Cuando me comunicaron, allá por enero, que a finales de junio tenía una boda en Alburquerque, lo primero que hice fue dirigirme a la aplicación ... de localización por si en un gesto de locura transitoria hubieran decidido trasladar las nupcias a Nuevo México. Después me aclararon que no, que se trataba del municipio enclavado en Extremadura, cercano a la frontera portuguesa y con un castillo pintoncillo. Del calor, mejor no hablar. No habíamos pasado Béjar y ya estábamos por encima de cuarenta grados, que es eso que los jienenses llaman 'calentar' y el resto de la humanidad calificamos de infierno terrenal. Ya saben que uno se casa donde dice la novia, y ella dijo que a las seis de la tarde del pasado sábado debíamos estar allí. La pareja se dijo un sí muy pimpante, la comida fue opípara y en el baile no sonaron demasiadas canciones de eso que ahora llaman cultura urbana y a lo que yo le quitaría la primera palabra. Es decir, todo de primera.

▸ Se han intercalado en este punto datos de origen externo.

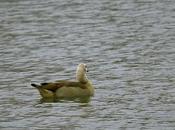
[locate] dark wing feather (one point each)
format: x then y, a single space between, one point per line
58 84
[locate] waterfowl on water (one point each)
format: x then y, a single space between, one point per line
65 88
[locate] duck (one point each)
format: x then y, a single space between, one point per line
80 87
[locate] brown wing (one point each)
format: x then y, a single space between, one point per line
58 84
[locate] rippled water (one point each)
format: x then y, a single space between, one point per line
128 46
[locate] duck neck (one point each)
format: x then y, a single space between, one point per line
81 76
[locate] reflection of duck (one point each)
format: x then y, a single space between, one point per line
65 88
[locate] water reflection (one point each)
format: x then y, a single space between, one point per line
62 100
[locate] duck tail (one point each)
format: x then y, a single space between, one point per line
35 85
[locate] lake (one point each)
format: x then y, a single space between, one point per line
128 47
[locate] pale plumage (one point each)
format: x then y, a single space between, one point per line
65 88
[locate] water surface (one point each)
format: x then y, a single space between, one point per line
127 45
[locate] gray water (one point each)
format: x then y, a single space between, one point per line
128 46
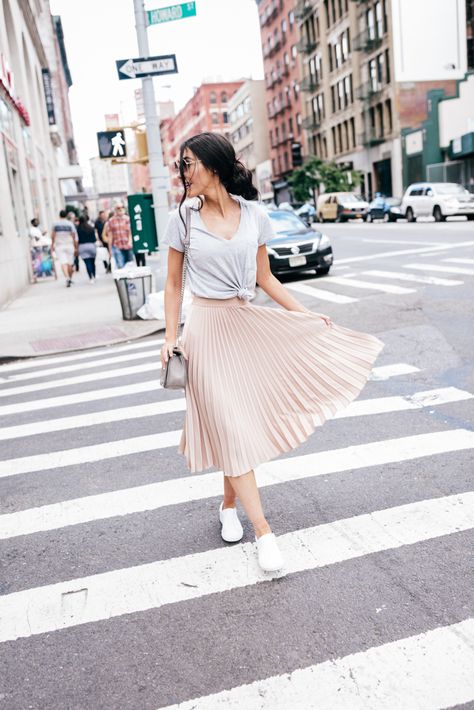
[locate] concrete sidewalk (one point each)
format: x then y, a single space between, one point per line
50 318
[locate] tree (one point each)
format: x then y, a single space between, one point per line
308 179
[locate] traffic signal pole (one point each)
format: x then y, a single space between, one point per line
158 171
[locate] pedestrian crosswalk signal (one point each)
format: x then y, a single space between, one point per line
112 144
296 157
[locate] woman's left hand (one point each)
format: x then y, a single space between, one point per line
325 318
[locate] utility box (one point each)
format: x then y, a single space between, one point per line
142 223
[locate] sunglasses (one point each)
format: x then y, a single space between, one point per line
185 164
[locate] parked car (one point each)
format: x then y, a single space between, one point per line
341 206
437 199
307 212
386 208
297 247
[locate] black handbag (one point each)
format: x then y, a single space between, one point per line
175 373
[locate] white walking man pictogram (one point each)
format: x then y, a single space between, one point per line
118 143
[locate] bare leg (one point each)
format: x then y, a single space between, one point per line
229 494
245 488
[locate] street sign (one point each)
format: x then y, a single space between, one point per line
146 66
173 12
111 144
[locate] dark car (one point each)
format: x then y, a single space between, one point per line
297 247
386 208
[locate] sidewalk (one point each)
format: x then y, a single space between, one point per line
50 318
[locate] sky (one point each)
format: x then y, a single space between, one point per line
221 43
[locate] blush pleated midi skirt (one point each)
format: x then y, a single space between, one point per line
261 379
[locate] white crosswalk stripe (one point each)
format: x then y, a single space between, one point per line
358 283
434 280
459 261
442 269
355 409
38 363
125 591
319 292
378 373
429 670
183 490
410 669
95 364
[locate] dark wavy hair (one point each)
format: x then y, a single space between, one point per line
218 154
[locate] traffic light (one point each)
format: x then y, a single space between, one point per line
112 144
141 146
296 156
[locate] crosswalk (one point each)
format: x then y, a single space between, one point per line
110 546
345 288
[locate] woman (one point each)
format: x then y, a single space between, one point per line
259 378
87 245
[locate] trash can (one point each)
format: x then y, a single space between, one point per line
134 284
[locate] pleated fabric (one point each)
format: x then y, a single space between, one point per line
261 379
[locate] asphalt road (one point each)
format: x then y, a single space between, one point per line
116 590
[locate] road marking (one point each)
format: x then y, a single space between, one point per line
378 373
38 362
319 293
207 485
358 408
459 261
79 398
385 372
357 283
102 362
443 269
430 670
402 252
434 280
80 379
153 585
406 241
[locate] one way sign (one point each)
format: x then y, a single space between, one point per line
146 66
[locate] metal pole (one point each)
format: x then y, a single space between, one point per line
159 173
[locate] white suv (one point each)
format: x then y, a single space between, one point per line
437 199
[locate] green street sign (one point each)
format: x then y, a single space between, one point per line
172 12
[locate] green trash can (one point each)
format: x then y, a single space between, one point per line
142 223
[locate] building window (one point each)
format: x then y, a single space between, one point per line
388 105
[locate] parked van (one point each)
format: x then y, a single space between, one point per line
341 206
437 199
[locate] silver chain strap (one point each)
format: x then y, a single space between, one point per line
183 278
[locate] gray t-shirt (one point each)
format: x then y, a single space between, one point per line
219 267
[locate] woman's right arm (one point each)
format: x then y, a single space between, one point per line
172 300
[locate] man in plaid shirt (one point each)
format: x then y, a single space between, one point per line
119 236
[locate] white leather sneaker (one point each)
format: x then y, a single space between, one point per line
232 530
269 556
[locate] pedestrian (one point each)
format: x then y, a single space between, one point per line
119 237
72 217
260 379
99 225
37 236
87 245
64 244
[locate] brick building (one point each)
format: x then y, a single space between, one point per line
207 110
280 46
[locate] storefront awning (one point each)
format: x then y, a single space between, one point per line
461 147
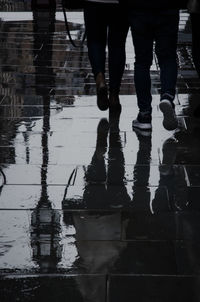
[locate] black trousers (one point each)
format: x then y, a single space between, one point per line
161 27
195 19
106 25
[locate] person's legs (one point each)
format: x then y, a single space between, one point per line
117 33
195 20
142 27
142 33
96 23
166 45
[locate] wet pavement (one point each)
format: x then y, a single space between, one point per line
91 210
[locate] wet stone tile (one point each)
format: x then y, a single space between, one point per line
160 226
193 173
158 288
147 257
118 197
188 226
55 289
49 241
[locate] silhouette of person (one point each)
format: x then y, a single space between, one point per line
45 221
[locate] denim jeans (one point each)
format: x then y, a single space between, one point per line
106 24
148 27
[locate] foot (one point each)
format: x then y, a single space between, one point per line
170 121
143 121
114 104
196 112
102 92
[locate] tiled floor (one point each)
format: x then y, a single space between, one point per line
91 210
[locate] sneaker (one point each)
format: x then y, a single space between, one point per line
114 104
170 121
143 121
102 92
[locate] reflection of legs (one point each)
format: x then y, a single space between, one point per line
117 192
96 28
166 45
143 44
141 172
116 44
95 176
195 19
117 57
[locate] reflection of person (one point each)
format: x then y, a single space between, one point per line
142 171
45 221
111 193
98 233
105 23
194 9
172 177
154 21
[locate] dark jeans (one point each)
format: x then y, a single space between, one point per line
105 23
195 19
160 27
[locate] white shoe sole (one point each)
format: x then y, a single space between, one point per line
142 126
170 121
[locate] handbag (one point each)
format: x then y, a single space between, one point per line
72 4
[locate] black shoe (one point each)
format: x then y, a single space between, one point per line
170 121
143 121
102 92
115 107
196 112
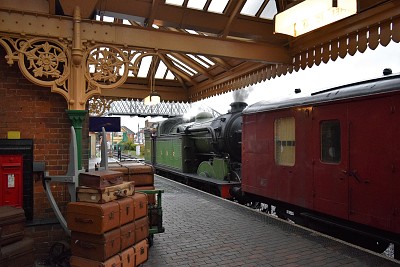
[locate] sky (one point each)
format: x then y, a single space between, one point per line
361 66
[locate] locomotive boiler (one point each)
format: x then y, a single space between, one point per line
204 152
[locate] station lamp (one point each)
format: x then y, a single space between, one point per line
313 14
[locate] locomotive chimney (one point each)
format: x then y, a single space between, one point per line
238 107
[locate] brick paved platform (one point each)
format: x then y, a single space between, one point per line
203 230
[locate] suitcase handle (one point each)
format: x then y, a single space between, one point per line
82 220
86 245
120 193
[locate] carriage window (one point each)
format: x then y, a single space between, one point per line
330 141
285 142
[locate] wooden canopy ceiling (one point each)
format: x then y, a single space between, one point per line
200 51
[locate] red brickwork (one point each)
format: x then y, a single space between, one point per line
39 115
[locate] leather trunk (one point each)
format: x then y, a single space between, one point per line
12 226
96 247
18 254
141 252
92 218
126 210
140 203
127 235
76 261
151 197
140 173
128 257
141 229
100 179
106 194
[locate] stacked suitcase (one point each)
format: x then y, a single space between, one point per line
109 223
142 174
16 248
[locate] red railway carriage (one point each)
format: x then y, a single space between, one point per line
335 153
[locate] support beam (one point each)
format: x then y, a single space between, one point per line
124 35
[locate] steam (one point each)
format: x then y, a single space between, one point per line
242 94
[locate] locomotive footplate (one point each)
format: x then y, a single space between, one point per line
217 187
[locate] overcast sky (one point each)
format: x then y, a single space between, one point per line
361 66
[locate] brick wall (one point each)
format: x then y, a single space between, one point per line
39 115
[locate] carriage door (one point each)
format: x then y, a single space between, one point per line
371 165
330 161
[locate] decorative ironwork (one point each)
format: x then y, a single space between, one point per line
106 67
43 61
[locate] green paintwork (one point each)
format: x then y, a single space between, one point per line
77 118
148 148
169 152
218 168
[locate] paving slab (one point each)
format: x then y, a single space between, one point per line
204 230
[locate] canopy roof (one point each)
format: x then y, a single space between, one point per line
194 49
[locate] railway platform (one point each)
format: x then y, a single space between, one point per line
203 230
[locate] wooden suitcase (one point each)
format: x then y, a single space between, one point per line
12 221
19 253
141 229
140 203
140 173
92 218
106 194
76 261
127 235
96 247
100 179
151 197
126 210
128 257
141 252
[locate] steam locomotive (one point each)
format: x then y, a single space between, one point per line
330 161
204 152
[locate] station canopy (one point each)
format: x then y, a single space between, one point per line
193 49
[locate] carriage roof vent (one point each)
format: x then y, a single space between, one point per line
387 71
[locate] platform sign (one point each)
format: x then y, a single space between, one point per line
110 124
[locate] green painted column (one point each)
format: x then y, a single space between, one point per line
77 118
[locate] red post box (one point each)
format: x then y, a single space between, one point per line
11 186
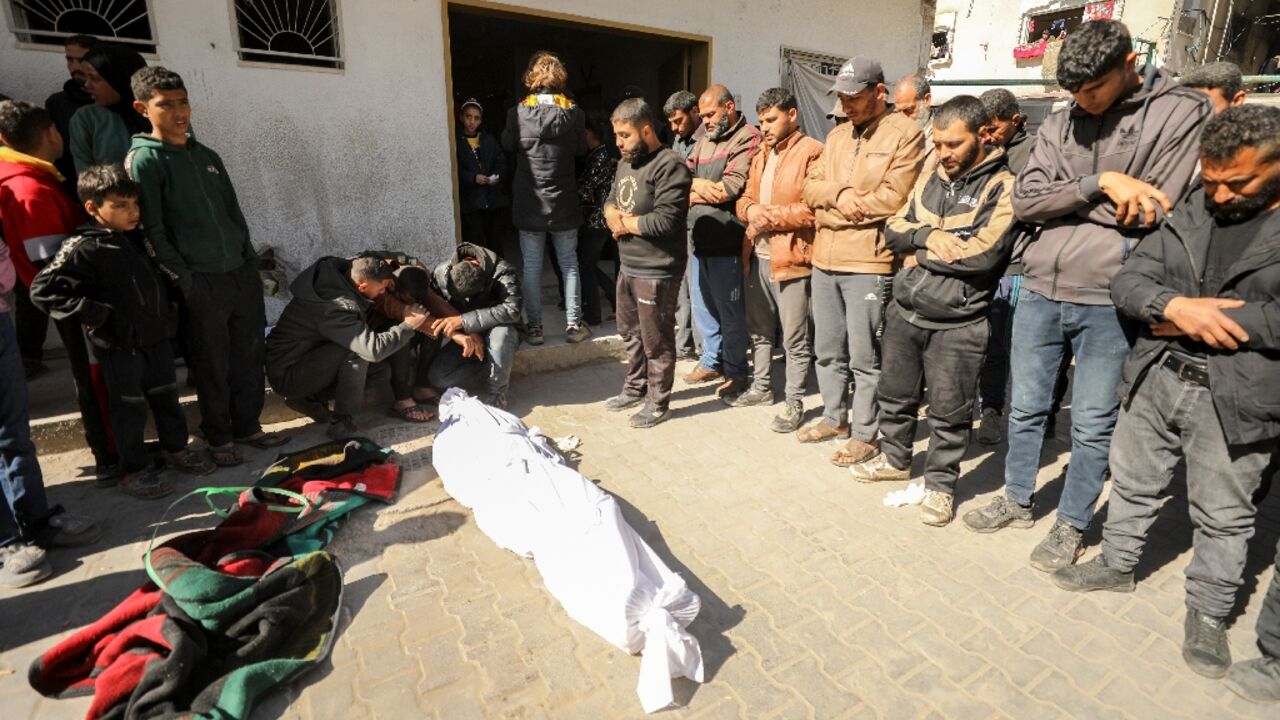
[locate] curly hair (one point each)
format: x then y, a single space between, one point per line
545 72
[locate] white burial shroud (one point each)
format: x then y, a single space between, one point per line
604 575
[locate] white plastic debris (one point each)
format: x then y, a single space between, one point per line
590 559
912 495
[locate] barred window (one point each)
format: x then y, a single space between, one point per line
292 32
50 22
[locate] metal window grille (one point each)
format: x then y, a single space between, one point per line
50 22
292 32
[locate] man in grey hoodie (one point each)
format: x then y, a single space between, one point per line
1102 174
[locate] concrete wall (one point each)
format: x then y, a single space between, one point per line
336 162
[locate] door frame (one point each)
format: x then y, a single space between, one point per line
698 62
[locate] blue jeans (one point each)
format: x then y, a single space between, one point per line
531 245
1042 331
26 506
720 311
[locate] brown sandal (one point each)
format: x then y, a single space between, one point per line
821 431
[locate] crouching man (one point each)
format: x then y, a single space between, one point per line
955 233
478 345
321 347
1200 383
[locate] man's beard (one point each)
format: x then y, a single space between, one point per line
720 130
1244 208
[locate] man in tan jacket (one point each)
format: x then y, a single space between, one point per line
778 246
864 176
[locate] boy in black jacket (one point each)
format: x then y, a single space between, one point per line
104 279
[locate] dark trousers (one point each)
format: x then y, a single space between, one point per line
647 322
597 285
137 379
24 502
484 228
32 324
225 322
1269 618
1170 419
947 361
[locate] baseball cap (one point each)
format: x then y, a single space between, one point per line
856 74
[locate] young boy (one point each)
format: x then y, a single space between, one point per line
103 279
197 235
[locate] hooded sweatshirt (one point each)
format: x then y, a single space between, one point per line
545 132
1152 135
328 309
190 212
976 206
35 214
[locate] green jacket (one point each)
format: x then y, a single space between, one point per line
191 218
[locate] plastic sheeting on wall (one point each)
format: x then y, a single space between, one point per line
604 575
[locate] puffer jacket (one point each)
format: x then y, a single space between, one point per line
882 164
501 301
791 238
545 132
1169 264
976 208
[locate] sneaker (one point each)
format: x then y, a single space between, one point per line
789 419
649 417
73 531
1205 646
23 564
341 427
1060 547
877 470
731 388
988 429
622 401
700 374
1000 513
1093 575
936 509
1256 680
750 397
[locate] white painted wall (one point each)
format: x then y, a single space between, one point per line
332 163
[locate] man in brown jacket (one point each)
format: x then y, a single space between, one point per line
778 246
864 176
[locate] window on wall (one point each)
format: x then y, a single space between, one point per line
50 22
288 32
1052 24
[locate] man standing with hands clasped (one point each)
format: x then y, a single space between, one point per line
647 213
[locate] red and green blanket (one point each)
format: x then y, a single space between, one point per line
232 611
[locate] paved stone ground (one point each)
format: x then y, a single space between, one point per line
817 600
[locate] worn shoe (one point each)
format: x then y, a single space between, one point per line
1000 513
341 427
73 531
936 509
750 397
988 429
649 417
877 470
23 564
703 376
789 419
622 401
1093 575
731 388
1060 547
1205 646
1256 680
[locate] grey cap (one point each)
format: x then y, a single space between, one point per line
856 74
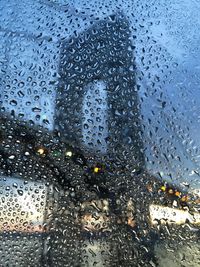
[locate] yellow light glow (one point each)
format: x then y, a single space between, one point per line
69 154
96 169
41 151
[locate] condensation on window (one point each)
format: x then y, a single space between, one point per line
99 133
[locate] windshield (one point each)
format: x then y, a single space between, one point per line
99 122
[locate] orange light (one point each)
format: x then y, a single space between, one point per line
178 194
163 188
97 169
171 191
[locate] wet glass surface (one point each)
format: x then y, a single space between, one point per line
99 133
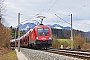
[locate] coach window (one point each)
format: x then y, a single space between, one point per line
43 31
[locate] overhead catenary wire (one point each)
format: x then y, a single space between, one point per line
51 6
45 7
30 18
62 19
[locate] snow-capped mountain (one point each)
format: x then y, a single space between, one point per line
28 26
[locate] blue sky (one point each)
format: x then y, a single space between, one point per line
80 9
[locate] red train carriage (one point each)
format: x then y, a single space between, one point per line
39 37
12 42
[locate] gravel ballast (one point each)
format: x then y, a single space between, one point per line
41 55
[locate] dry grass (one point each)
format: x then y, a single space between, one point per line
9 56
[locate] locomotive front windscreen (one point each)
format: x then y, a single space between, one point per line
43 31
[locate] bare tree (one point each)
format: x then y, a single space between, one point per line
2 9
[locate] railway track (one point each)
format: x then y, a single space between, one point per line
72 53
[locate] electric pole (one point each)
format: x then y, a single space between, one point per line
71 34
18 32
41 17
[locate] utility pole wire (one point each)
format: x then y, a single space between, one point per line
62 19
29 18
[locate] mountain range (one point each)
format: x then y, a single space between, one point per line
31 25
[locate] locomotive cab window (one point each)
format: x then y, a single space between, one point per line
43 31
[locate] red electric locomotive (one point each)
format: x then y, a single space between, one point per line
39 37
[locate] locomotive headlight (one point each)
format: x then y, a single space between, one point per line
50 38
37 38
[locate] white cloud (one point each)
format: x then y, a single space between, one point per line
28 8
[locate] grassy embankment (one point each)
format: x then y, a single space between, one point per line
9 56
65 42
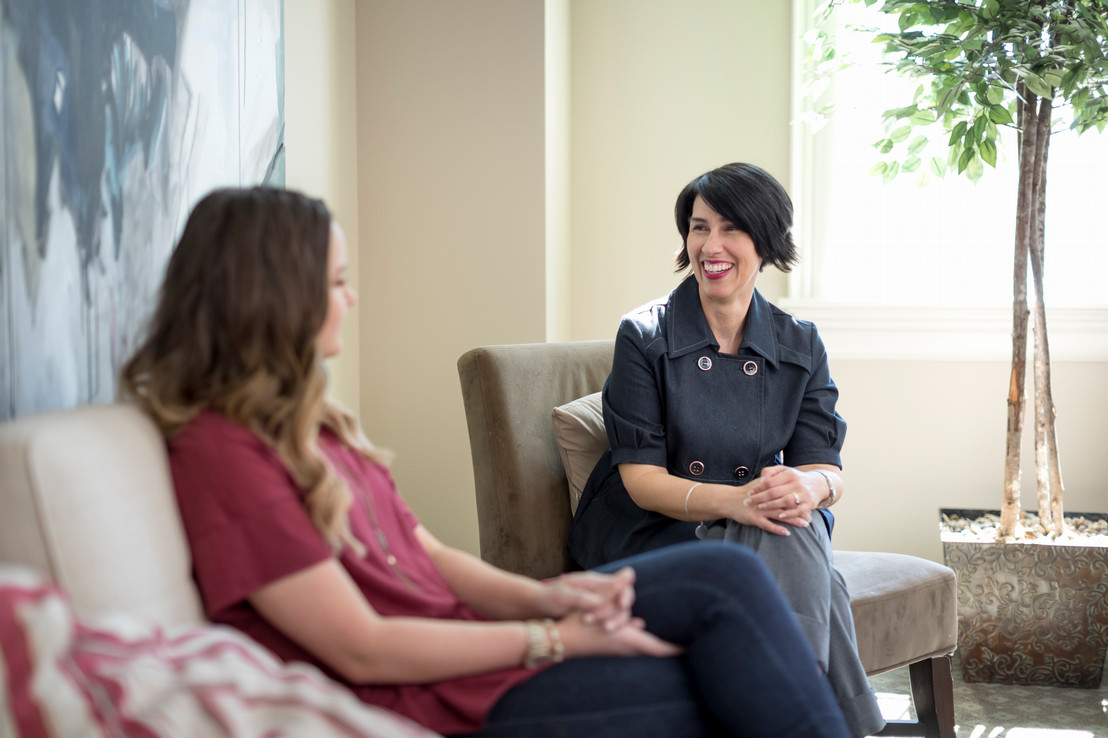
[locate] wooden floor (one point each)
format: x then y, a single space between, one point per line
988 710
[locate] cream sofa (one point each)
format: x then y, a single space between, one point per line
121 645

Les cuento todo esto como preludio. Mi mujer, en su día trabajó con mi prima, que es una organizadora de bodas de primera en el Madrid más chic. Ellas, Dios lo sabe, han visto de todo en las fiestas matrimoniales y, qué quieren que les diga, abundan los caprichos más impredecibles y escasea lo simple y natural. La gente enloquece. Se agarran a que es la fiesta de sus vidas y quieren concentrar en unas horas una cantidad insoportable de anécdotas, recuerdos, sorpresas y detalles. Y como lo poco agrada y lo mucho satura, los invitados salen de la boda agotados, exhaustos y con una sensación, a veces, de no haber entendido nada. Una cosa es que a la salida de la iglesia o el juzgado, en determinados sitios, una agrupación de coros y danzas tradicionales agasaje al cortejo con unos pasos y unas canciones. Rústico, pero aceptable. Lo que se sale de madre es cuando la gente inventa y decide que, en lugar de ramo, la novia va a llevar una lechuga que lanzará a medio convite para ver qué zagala será la siguiente en casarse. De ahí a los calabacines va un paso.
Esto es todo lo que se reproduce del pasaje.